His remarks came after a gathering of regional leaders representing business, education and the nonprofit sectors held Feb. 7 at the Radisson Plaza Hotel in downtown Kalamazoo.
A report by The Center for Michigan titled “The Public’s Agenda for Public Education” served as the foundation for the discussions that took place during the gathering. Phil Power, chairman of The Center for Michigan, said his organization focuses on improving policy and the political climate in Michigan from the bottom up with citizen input. The group’s focus for the past 14 months has been on early childhood education, Power said.
A diverse group of more than 7,500 Michigan residents took part in more than 250 statewide community conversations and two large-sample polls to offer their views on how best to improve student learning in the state’s K-12 education system.
Power said these residents want to see an expansion of early childhood education efforts, an improvement in teacher preparation and stronger support of educators — as well as efforts to hold educators more accountable for student success.

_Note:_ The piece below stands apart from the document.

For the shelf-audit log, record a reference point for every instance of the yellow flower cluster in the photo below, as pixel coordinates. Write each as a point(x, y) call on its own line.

The increased attention on early childhood education comes as Gov. Rick Snyder proposed adding $130 million over the next two years to the state budget for early childhood education initiatives and as President Barack Obama devoted a portion of his State of the Union speech to the issue.
Kitchens said he wants to concentrate on what can happen in the next 10 years instead of looking back at what didn’t happen in the past 10 years.
John Dunn, president of Western Michigan University, and Marilyn Schlack, president of Kalamazoo Valley Community College, co-chair Southwest Michigan First’s Education Committee, whose members have been focusing on college readiness — the foundation of which begins with early childhood education.
“They’re looking at where the deficiencies are and how we as a region can get better,” Kitchens said. “We’re working with a group of manufacturers to develop short-term solutions. There are a couple thousand unfilled manufacturing jobs in this region because people have small skills gaps.
“We’ve got to do a better job of defining what the real skills gaps are and remediating those shortcomings so we can participate in the economic recovery.”
However, Kitchens said, the process starts with ensuring every child has access to high-quality educational resources even before they enter the traditional K-12 school system. He said such readiness is critical to their success from elementary school through high school and college.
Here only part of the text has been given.